Kaij is a tehsil in the Beed district of Maharashtra, India. It is located approximately 32.19 km (20 miles) west of Ambejogai. It serves as the headquarters of the Kaij taluka and is known for its historical, religious, and administrative significance.

== History and geography ==
Kaij has a rich historical heritage and is known for its religious diversity. Geographically, it lies in the Marathwada region of Maharashtra, known for its semi-arid climate. The town's landscape is dotted with ancient temples and dargahs, showcasing a blend of Hindu and Islamic architectural styles.

== Demographics ==
According to the 1961 Census, Kaij had a population of 5,430. The town has grown significantly since then, becoming an important hub in the Beed district.

| Aspect | Details |
|---|---|
| Population (2011) | 30,704 |
| Male Population | 16,208 |
| Female Population | 14,496 |
| Child Population (0-6) | 4,097 (13.34% of total population) |
| Female Sex Ratio | 894 (Below state average of 929) |
| Child Sex Ratio | 801 (Below state average of 894) |
| Literacy Rate | 85.21% (Higher than state average of 82.34%) |
| Households | 6,148 |
| Estimated Population (2024) | ~42,000 |
| Scheduled Castes (SC) | 18.62% |
| Scheduled Tribes (ST) | 1.21% |
| Total Working Population | 10,179 |
| Male Workers | 7,384 |
| Female Workers | 2,795 |

== Administration and infrastructure ==
Kaij several government offices, including the tahsildar's office, the panchayat samiti office, and both criminal and civil courts.
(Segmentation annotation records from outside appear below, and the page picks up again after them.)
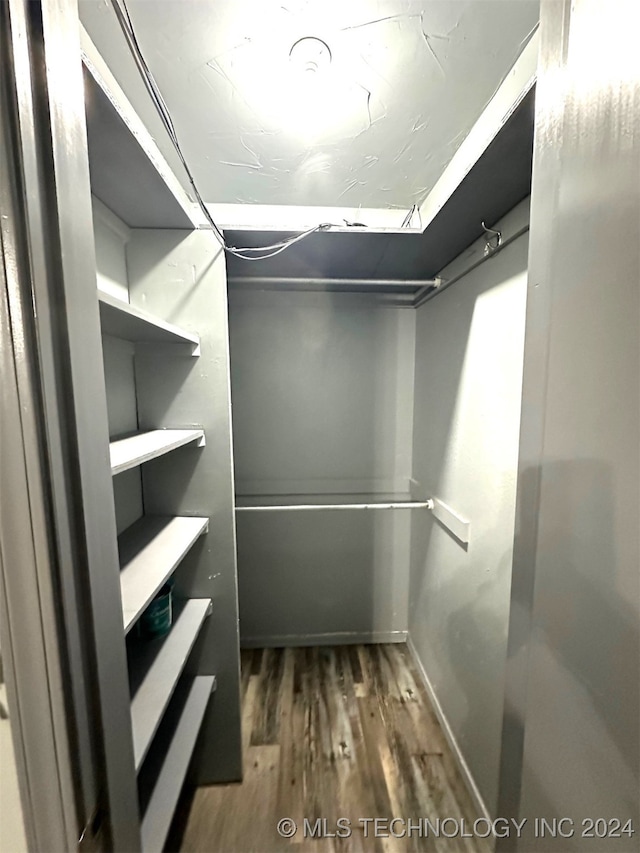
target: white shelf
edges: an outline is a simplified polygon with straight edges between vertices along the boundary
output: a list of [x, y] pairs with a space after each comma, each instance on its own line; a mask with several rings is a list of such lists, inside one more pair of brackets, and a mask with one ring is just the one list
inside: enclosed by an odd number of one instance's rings
[[159, 853], [171, 826], [215, 676], [194, 678], [142, 818], [143, 853]]
[[208, 524], [208, 518], [144, 517], [118, 538], [125, 633]]
[[130, 654], [131, 723], [136, 771], [144, 761], [187, 658], [211, 612], [209, 598], [174, 603], [174, 622], [161, 639], [140, 642]]
[[112, 441], [109, 443], [111, 473], [120, 474], [129, 468], [136, 468], [143, 462], [164, 456], [192, 441], [202, 446], [204, 432], [201, 429], [153, 429]]
[[200, 216], [83, 27], [91, 191], [131, 228], [194, 229]]
[[158, 320], [128, 302], [98, 291], [100, 326], [106, 335], [134, 343], [186, 344], [199, 355], [200, 338], [178, 326]]

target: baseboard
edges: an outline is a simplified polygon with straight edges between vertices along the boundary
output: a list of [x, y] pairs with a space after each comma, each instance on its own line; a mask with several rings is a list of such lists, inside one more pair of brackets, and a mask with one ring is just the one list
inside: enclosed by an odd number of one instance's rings
[[277, 634], [241, 637], [243, 649], [274, 649], [285, 646], [346, 646], [362, 643], [406, 643], [407, 631], [344, 631], [335, 634]]
[[447, 739], [447, 743], [451, 748], [451, 752], [456, 760], [456, 764], [458, 765], [458, 769], [462, 774], [462, 778], [464, 780], [465, 785], [467, 786], [467, 790], [471, 795], [471, 799], [473, 800], [473, 804], [478, 810], [481, 817], [485, 818], [489, 822], [491, 822], [491, 815], [489, 814], [489, 810], [487, 809], [484, 800], [482, 799], [482, 795], [478, 790], [478, 786], [476, 785], [475, 779], [473, 778], [473, 774], [471, 770], [469, 770], [469, 765], [464, 760], [464, 756], [460, 747], [458, 746], [458, 742], [453, 734], [451, 726], [449, 725], [449, 721], [447, 720], [444, 711], [442, 710], [442, 706], [438, 701], [438, 697], [436, 696], [435, 690], [433, 689], [433, 685], [429, 681], [429, 676], [427, 675], [424, 666], [422, 665], [422, 661], [416, 651], [416, 647], [413, 645], [413, 640], [410, 636], [407, 636], [407, 648], [409, 649], [409, 653], [413, 658], [413, 662], [416, 665], [418, 672], [422, 677], [422, 681], [426, 688], [427, 694], [429, 696], [429, 700], [431, 705], [433, 706], [433, 710], [435, 712], [436, 717], [438, 718], [438, 722], [442, 727], [442, 731]]

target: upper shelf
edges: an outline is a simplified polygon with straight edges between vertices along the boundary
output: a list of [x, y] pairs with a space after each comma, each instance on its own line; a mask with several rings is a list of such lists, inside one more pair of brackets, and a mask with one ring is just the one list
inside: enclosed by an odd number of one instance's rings
[[91, 191], [131, 228], [196, 228], [197, 205], [80, 30]]
[[109, 443], [111, 473], [120, 474], [129, 468], [136, 468], [158, 456], [164, 456], [184, 444], [197, 441], [204, 444], [204, 432], [201, 429], [153, 429], [139, 432], [127, 438], [119, 438]]
[[158, 320], [102, 290], [98, 291], [98, 300], [100, 325], [105, 334], [134, 343], [187, 344], [193, 355], [199, 355], [198, 335]]

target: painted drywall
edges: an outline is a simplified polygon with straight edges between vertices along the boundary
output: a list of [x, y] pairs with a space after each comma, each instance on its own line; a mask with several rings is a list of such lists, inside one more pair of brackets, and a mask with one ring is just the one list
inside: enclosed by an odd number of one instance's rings
[[98, 289], [129, 301], [126, 245], [129, 228], [97, 198], [91, 199]]
[[[134, 372], [135, 348], [129, 341], [102, 336], [104, 380], [109, 416], [109, 438], [119, 438], [138, 429]], [[113, 498], [118, 535], [144, 512], [140, 468], [113, 478]]]
[[542, 11], [501, 799], [518, 850], [637, 851], [640, 7]]
[[[97, 199], [92, 199], [93, 235], [96, 250], [98, 288], [123, 302], [129, 301], [126, 245], [129, 229]], [[102, 336], [109, 437], [116, 438], [138, 429], [135, 349], [128, 341]], [[142, 515], [142, 478], [132, 468], [113, 478], [113, 497], [118, 535]]]
[[[508, 73], [537, 23], [539, 4], [129, 0], [128, 6], [208, 202], [407, 211], [424, 200]], [[80, 0], [79, 8], [175, 165], [111, 3]], [[289, 61], [305, 36], [320, 37], [332, 54], [316, 86], [305, 86], [313, 75], [296, 73]]]
[[[415, 313], [357, 294], [230, 293], [238, 503], [407, 497]], [[242, 642], [403, 638], [408, 510], [242, 513]]]
[[[450, 277], [450, 269], [443, 275]], [[430, 514], [414, 517], [409, 637], [491, 814], [498, 790], [526, 279], [523, 235], [419, 308], [416, 325], [414, 478], [425, 495], [470, 522], [470, 542], [463, 546]]]

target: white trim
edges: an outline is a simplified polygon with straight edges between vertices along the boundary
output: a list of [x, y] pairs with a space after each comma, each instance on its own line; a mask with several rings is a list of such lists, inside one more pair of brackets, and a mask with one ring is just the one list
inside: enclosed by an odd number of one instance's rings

The town also has civil dispensaries and a poultry farming center. Educational facilities include primary schools, a high school, and a vasti grha (boarding facility).

== Places of religious and historical interest ==

- Uddhav Swami Samadhi

The samadhi of Uddhav Swami, a favorite disciple of Saint Ramdas Swami, is located at the center of Kaij. Constructed in 1797 by the Deshpande family of Kaij, the samadhi is housed in a 10' x 10' math and features a hall supported by four pillars. The site hosts an annual utsav (festival) during Caitra Suddha Pratipada, funded by the Deshpande family.

- Balaji Mandir

Located in the eastern part of Kaij, this temple is dedicated to Lord Balaji. Built by Balakrishna Maharaj, the temple features a 30' x 30' mandap supported by wooden pillars and a sanctum adorned with five arches. The temple also houses idols of Lakshmi, Vyankatesh, and Gopalkrishna.

- Khvaja Mazubuddin Dargah

Situated on the outskirts of Kaij, this dargah is an architectural marvel built by the grandson of Qutbuddin. It features a courtyard surrounded by a parapet wall and a protective double wall with arched entrances. The dargah houses the tombs of Khvaja Mazubuddin, his wife, and his son Saif-ud-din. An urus is held annually on the 6th of Rabi-ul-Awwal, drawing over 3,000 devotees.